The Fed should fight low inflation as vigorously as it would a too rapid run-up in prices or risk the same sort of prolonged slow growth plaguing Japan and Europe, Boston Federal Reserve bank president Eric Rosengren said on Monday.
Rosengren, in remarks at Washington and Lee University devoted to the potential costs of inflation that remains stuck below the Fed's two percent target, said the Fed's own credibility was at stake. Failure to get inflation to target, he said, raised the risk that investors and consumers would slip into deflationary thinking, changing their spending and investment patterns in ways that would further undermine growth.
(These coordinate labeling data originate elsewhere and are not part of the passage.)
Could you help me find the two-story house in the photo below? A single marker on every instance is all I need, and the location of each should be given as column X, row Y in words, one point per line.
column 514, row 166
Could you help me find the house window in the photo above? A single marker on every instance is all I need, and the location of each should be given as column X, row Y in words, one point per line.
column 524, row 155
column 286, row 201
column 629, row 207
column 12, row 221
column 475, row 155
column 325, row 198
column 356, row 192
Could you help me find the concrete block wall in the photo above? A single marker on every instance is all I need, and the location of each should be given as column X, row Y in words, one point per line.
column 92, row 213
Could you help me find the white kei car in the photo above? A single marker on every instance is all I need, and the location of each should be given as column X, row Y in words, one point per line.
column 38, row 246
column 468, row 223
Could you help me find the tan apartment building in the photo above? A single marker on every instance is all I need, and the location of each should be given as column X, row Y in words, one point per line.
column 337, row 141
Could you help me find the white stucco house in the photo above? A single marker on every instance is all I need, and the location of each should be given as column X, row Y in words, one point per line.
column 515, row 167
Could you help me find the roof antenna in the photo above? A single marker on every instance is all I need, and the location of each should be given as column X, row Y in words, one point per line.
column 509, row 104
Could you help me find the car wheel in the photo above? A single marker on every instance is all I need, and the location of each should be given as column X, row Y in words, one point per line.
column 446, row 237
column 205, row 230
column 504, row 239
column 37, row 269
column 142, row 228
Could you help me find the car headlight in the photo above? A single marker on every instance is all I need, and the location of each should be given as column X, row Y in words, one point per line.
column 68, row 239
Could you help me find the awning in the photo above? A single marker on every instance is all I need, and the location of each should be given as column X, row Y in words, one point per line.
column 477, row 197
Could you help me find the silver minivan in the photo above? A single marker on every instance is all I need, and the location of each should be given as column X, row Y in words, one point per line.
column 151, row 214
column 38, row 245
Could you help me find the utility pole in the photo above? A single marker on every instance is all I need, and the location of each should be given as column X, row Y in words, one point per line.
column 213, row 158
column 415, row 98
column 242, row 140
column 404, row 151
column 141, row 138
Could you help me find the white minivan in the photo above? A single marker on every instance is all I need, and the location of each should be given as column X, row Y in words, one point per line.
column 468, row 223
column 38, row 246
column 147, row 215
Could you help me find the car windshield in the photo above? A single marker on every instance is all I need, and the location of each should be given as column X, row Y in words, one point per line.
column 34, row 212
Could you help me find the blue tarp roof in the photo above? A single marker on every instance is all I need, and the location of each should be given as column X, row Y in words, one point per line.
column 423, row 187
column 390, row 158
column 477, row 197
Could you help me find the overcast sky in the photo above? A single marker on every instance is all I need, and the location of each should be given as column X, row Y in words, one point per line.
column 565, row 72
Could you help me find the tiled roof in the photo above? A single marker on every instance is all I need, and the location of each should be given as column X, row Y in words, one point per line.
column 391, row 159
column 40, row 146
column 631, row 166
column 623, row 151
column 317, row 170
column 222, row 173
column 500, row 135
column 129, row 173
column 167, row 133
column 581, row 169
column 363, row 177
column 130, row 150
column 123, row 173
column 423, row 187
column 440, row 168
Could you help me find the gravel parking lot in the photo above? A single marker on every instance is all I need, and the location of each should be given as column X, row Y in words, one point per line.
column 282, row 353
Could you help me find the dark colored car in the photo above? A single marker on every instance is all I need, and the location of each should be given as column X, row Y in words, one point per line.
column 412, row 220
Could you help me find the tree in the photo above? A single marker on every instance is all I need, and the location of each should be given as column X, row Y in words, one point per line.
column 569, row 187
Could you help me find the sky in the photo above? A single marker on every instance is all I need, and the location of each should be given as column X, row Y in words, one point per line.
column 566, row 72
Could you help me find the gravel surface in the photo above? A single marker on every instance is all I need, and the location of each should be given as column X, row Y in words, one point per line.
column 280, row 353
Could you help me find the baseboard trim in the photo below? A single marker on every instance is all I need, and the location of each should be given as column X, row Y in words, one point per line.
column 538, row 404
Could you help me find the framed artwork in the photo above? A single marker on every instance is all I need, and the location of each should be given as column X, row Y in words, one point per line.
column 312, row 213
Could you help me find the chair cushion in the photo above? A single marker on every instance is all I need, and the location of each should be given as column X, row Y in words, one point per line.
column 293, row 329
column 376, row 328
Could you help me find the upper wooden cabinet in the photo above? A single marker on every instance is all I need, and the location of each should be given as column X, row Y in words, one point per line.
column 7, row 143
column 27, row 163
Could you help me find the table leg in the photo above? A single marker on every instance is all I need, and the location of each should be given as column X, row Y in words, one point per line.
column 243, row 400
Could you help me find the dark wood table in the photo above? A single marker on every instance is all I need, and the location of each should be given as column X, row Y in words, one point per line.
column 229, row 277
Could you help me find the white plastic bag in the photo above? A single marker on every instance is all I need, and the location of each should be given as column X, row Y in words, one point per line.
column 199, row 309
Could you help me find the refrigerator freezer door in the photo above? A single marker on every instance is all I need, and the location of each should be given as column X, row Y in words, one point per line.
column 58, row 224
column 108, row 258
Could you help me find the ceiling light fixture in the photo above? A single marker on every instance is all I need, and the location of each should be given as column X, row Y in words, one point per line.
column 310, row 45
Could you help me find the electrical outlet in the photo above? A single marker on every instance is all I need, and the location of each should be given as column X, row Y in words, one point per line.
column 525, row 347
"Japan’s experience and now Europe’s current situation both indicate that indifference to very low inflation rates can generate a significant loss of confidence in the ability of a central bank to hit its inflation goal," Rosengren said, noting that low bond yields globally indicate investors have "little expectation" the Fed and other major central banks will be successful in lifting prices.
He repeated his call for the Fed to remain patient in raising rates until it is more certain that inflation will rise to the Fed's target. As it stands, he said, a collection of global and domestic forces are conspiring against that - from the fall in commodity prices to slow growth among U.S. trading partners and the absence, so far, of broadbased wage increases in the United States.
"The Federal Reserve must respond as vigorously to inflation that is too low as we have, historically, when inflation has been too high," he said.
The Fed last month ended one of its major crisis response programs when it stopped adding to its monthly holdings of Treasury bonds and mortgage-backed securities. But interest rates remain near zero, and the U.S. central bank must now judge when it is proper to begin raising them towards a more normal level.
While that "liftoff" date had been expected towards the middle of next year, the lack of any clear uptick in inflation has become a central concern - enough so that some Fed officials have even discussed the possible need for further rounds of monetary stimulus.
Rosengren ticked off a number of reasons why the inflation target is important, such as lightening the relative debt load for businesses and households, and reducing real wage costs for businesses.